The Innovator’s Dilemma is a book by Harvard business school professor Clayton Christensen. I highly recommend the book both as one of the most stimulating and best-written business books (I know that is an oxymoron, but this is a book you will really enjoy reading). The basic thesis is that there are two kinds of innovation, sustaining (giving high-end customers what they want) and disruptive (giving a new set of less demanding customers something less that state-of-the-art). Sustaining innovation eventually gives people more than they want at a premium price point, but disruptive innovation often improves faster and eventually steals the main market from below when its basic capability addresses the mainstream at a lower price.

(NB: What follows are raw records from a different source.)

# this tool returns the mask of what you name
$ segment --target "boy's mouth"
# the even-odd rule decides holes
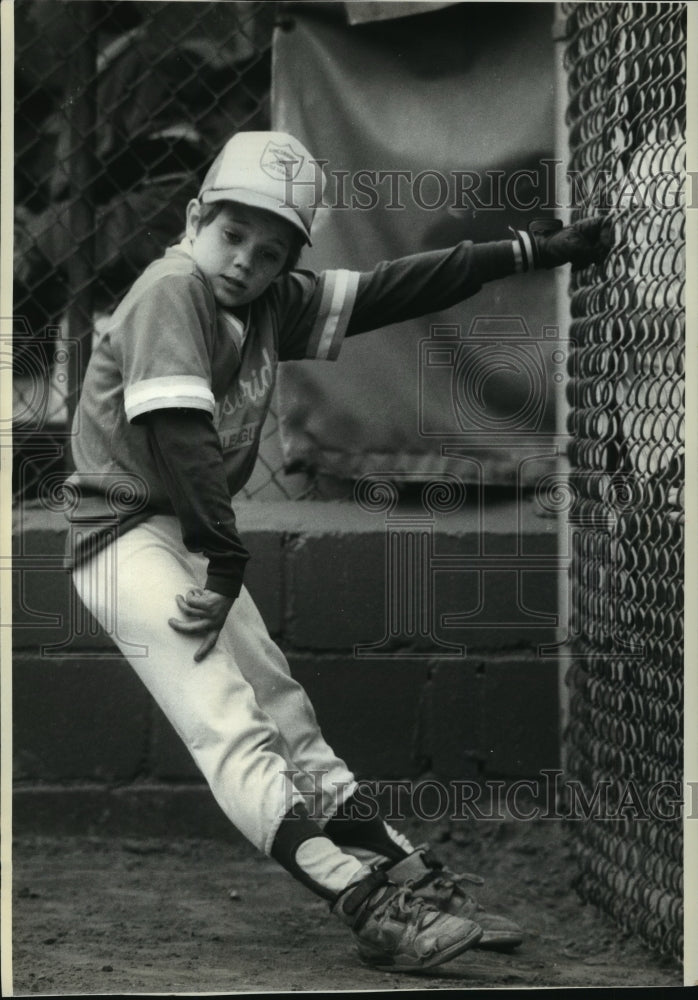
[[[239,278],[229,278],[227,275],[221,275],[224,284],[231,288],[234,292],[246,292],[247,285],[244,281],[240,281]]]

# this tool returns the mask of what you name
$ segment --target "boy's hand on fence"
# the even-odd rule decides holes
[[[601,264],[611,249],[612,226],[598,217],[580,219],[570,226],[562,226],[556,219],[534,221],[528,231],[534,243],[536,268]]]
[[[170,618],[168,624],[183,635],[203,636],[203,642],[194,653],[194,659],[200,663],[216,645],[235,598],[194,587],[185,597],[177,594],[176,600],[184,618]]]

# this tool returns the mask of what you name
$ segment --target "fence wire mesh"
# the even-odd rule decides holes
[[[572,279],[567,765],[616,807],[572,824],[578,890],[680,959],[681,818],[659,803],[682,787],[686,11],[563,14],[573,210],[614,230],[602,271]]]
[[[69,463],[100,323],[183,230],[223,142],[270,127],[278,5],[15,4],[14,491]],[[9,345],[7,345],[9,351]],[[247,495],[294,496],[274,408]]]

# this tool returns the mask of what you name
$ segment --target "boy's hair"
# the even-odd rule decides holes
[[[197,233],[202,230],[204,226],[210,226],[213,220],[220,215],[221,210],[225,208],[226,205],[234,204],[235,202],[233,201],[212,201],[209,204],[202,205],[199,213],[199,224],[196,227]],[[289,231],[291,234],[291,248],[288,251],[288,257],[286,258],[286,263],[284,264],[282,272],[283,274],[293,271],[294,268],[298,266],[301,250],[305,245],[305,240],[300,232],[296,232],[291,226],[289,226]]]

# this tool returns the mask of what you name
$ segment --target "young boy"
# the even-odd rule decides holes
[[[317,171],[292,136],[235,135],[187,208],[185,239],[115,310],[74,426],[71,564],[82,601],[230,820],[330,902],[365,963],[404,971],[478,943],[513,947],[521,929],[484,913],[463,876],[380,818],[353,814],[354,776],[243,586],[249,556],[231,497],[252,472],[280,361],[333,359],[345,336],[602,251],[598,222],[586,221],[366,273],[294,270],[310,243]]]

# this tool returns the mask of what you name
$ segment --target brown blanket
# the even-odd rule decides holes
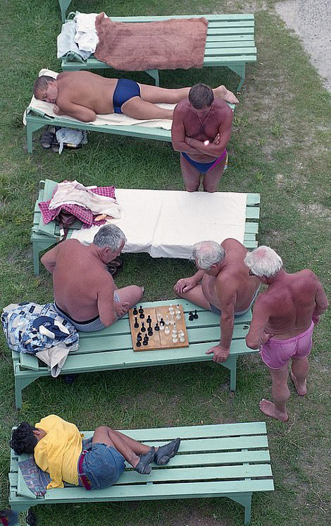
[[[112,22],[101,13],[94,56],[115,69],[202,68],[208,20],[171,18],[161,22]]]

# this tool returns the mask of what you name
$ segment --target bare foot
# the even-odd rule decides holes
[[[289,418],[287,413],[280,412],[276,409],[275,404],[273,402],[269,402],[265,398],[262,398],[260,402],[260,409],[263,413],[267,415],[267,417],[272,417],[272,418],[275,418],[277,420],[280,420],[282,422],[286,422]]]
[[[230,104],[237,104],[239,102],[235,94],[232,91],[227,90],[225,86],[218,86],[218,88],[214,90],[214,92],[216,97],[218,97],[219,99],[222,99],[222,100],[225,100],[226,102],[230,102]]]
[[[302,382],[302,383],[300,383],[298,381],[298,378],[296,376],[294,376],[292,371],[291,371],[291,378],[292,379],[292,382],[294,384],[294,387],[296,389],[296,393],[300,396],[304,396],[307,394],[307,378],[306,378],[304,381]]]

Here’s an example: Digital Equipment Corporation (DEC) built Vax computers in the 80s. Customers wanted more and more powerful Vaxen and had no use for the IBM PC when it came out, a low-powered machine that didn’t even have a floppy disk as standard, let alone a hard disk, when it came out. But eventually the PC destroyed DEC’s business (and it will almost certainly destroy Sun’s) as it got more powerful. The dilemma is that it is unclear what a company like DEC (or Sun today) should have done. They were not stupid, they could see the PC coming, and they even made several attempts to enter the PC market themselves. But it was of no use initially to their primary customers and they didn’t really have the capability to sell to the people who could make use of early PCs. By the time the PC was powerful enough to be of interest to the scientific and business computing segments, where DEC sold most of its kit, it was too late. Other companies (Compaq, Dell etc) were already established as the leaders and DEC was eventually dismembered with part going to Intel and part going to Compaq and so ending up inside HP. It is not that it was or is impossible to built a computer more powerful than a high-end PC, it is that the cost-differential is so large that very few applications justify paying such an enormous premium.
Clayton’s book has some other lovely examples: cable driven earth-moving equipment being driven out by hydraulic; steel mini-mills making rebar and gradually working up to high-grade sheet steel and so on.
When I was at Cadence we had an annual engineering conference, a mixture of presentations of papers that could not be presented externally due to confidentiality, social getting together of engineers from dispersed sites and an opportunity to address a lot of engineering in one place (I think about a third of all Cadence engineers attended). Professor Christensen was one of the keynote speakers at one meeting and he was also a fascinating speaker.
One thing he discussed a bit was the end of Moore’s law. He predicted that Moore’s law would end because it would deliver more capability than the mainstream required at a price that was higher than the mainstream wanted to pay. This was already happening in the PC marketplace where for some time microprocessors have been “fast enough” for almost all applications (whereas through most of the 1980s and early 1990s people would upgrade their PC regularly simply because the old ones lacked oomp).
I think it is clear now that the mainstream PC market in its own turn is going to be disrupted from below by iPhone like devices. iPhones will get more powerful until most of what a PC is used for can be done on an iPhone (or a Google Android-based phone or a Nokia one; I’m just using iPhone as shorthand). Of course they don’t have big screens or keyboards but if my office and home had them, then my powerful future iPhone would simply work from my pocket when I was nearby. Or maybe it will project onto my retina or sense the muscles in my fingers or something. Who knows?
For many systems, FPGAs are disrupting ASIC from below in traditional innovator’s dilemma style. Nobody does an ASIC unless they absolutely have to, which either means an enormous amount of integration, enormous volumes, or low-power requirements (which is the Achille’s heel of FPGAs). If you can use an FPGA then you will.
Moore’s law has been driven for decades by semiconductor economics. It was always 30% or more cheaper to use the new process generation than stick with the old one. But it is not clear whether 28nm (and 22nm or whatever comes next) will have such a cost reduction. Maybe 22nm is going to be the mainframe of semiconductor processing, very expensive and delivering more capability than the mainstream market can take advantage of. The mainstream will hold back in older processes and use clever software to get what they want; after all, most chips these days are just substrates for running the software of the system.